Солнечный круг - Урманов Кондратий Никифорович 13 стр.


Был полдень. Все лесорубы отдыхали после обеда и вышли на берег — такие гости здесь не часто бывают, к тому же среди прибывших оказались и знакомые. Люди уселись на бревнах, и кисет с табаком загулял по рукам.

Борис Павлович подвел меня к лоцману.

— Здравствуй, Андрей Иванович!..

Низкорослый широкоплечий лоцман, в клетчатой рубахе и побелевшей выцветшей кепке, обхватил Бориса Павловича, словно собирался бороться с ним. Оба они были жителями старого Кузнецка и дружили со школьных лет. Посыпались вопросы. Борис Павлович жаловался на плотовщиков — плоты давно угнали и все не возвращаются.

— Лесу наготовили много, вода на хорошем уровне, а их нет…

А я стоял, смотрел на лодку, на людей, сидевших на бревнах, и думал, что радость моя может быть преждевременной. Мне почему-то казалось, что лодка не в состоянии принять еще одного человека.

Наконец Борис Павлович вырвался из цепких рук друга:

— У меня к тебе просьба, Андрюша. Возьми, пожалуйста, с собой человека.

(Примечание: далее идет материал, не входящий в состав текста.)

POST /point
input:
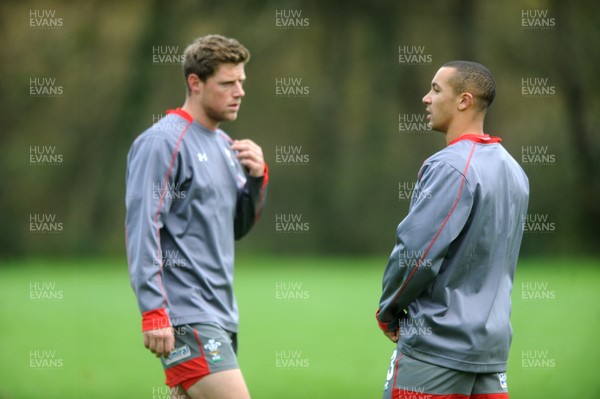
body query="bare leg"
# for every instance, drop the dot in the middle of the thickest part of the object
(178, 393)
(227, 384)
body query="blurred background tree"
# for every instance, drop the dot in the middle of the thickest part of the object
(346, 54)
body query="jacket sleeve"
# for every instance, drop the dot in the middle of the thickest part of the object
(440, 206)
(250, 202)
(150, 165)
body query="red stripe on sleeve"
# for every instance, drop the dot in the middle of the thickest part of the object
(437, 234)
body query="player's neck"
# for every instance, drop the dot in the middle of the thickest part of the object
(460, 129)
(198, 114)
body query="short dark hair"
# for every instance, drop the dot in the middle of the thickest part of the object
(206, 53)
(473, 78)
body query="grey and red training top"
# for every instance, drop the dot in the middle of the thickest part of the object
(455, 256)
(188, 198)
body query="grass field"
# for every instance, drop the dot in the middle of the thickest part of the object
(72, 329)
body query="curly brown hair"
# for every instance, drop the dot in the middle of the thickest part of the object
(206, 53)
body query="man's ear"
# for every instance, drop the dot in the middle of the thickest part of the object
(195, 85)
(465, 101)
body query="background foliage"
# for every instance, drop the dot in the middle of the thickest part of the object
(347, 54)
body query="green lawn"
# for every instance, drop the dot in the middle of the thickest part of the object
(71, 329)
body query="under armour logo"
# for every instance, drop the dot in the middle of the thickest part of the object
(202, 157)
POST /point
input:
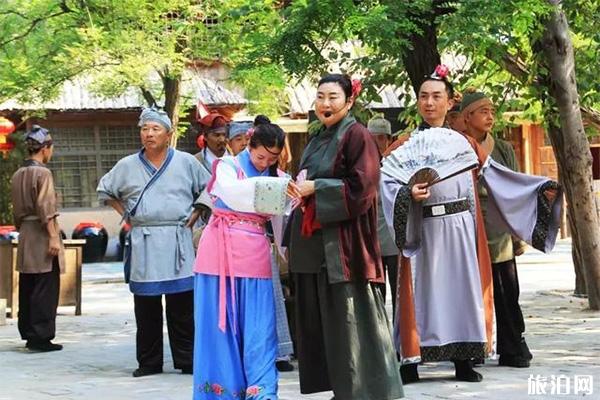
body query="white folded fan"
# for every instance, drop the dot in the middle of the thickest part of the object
(430, 156)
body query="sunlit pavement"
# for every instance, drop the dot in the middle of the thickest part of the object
(99, 353)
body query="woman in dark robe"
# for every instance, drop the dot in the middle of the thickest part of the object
(344, 339)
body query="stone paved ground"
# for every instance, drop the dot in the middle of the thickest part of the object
(99, 352)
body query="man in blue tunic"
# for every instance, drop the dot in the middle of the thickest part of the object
(155, 190)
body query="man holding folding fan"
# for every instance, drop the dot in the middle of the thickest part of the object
(478, 113)
(445, 312)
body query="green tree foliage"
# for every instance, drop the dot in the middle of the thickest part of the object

Приехал посмотреть, как мы живем и работаем, а уехать от нас, сам знаешь, не так легко…

Лоцман пожал мне руку.

— Отчего же не взять… Там, где помещается шестеро, седьмому место найдется… Собирайтесь… — сказал он мне.

Я побежал на квартиру, быстро собрал вещи, поблагодарил Петровну за гостеприимство, и когда подходил к лодке, услышал обрывок беседы:

— Три дня перепадали дожди, все речонки, должно, вспухли, — говорил Борис Павлович. — А Казыр, поди, черт знает что делает…

— Ничего, — спокойно отозвался лоцман, — не первый раз… Пройдем…

О реке Казыр и ее буйной силе я достаточно наслушался всяких страхов на плотбище, когда собирался плыть один. При впадении Казыра в Томь всякие беды случаются. Там оплошность пловца кончается трагически, и у меня создалось впечатление об исключительно суровом нраве этой горной реки. Но лоцман был веселым парнем, и это успокаивало.

Петровна принесла большой кувшин домашнего кваса, угостила всех отъезжающих, и лоцман подал команду:

— Давайте садиться, други, нечего время терять…

Я простился со всеми лесорубами, приветливо встретившими меня на этом отдаленном плотбище, и подошел к лодке. Андрей Иванович указал мне место в носовой части.

— Когда я буду подавать команду, вы помогайте Ваньке, — сказал он мне.

Как помогать и чем — я не знал. Впереди меня, за единственным гребным веслом, перебрасываемым то на правый, то на левый борт, сидел дюжий рыжеватый рябой Ванька. Оспа так изуродовала его лицо, столько наделала ямок, что оно было страшно; рыжеватые волосы росли пучками, отчего лицо казалось пестрым. Только силой не обидела его природа: она чувствовалась в его широкой груди, в крепких руках, покрытых золотистым волосом, в каждой хватке.

Борис Павлович оттолкнул нашу лодку и крикнул:

— Встретите плотовщиков, гоните их…

Лодка развернулась и пошла по течению, а когда я оглянулся — плотбище было уже далеко.

Мы катились, как под гору.

Река стремительно несла нашу лодку, и не было возможности задержать взгляд на каком-нибудь отдельном предмете.

Казалось, что ты сидишь в кино и смотришь быстро меняющиеся картины богатого и великолепного по красоте уголка родной земли.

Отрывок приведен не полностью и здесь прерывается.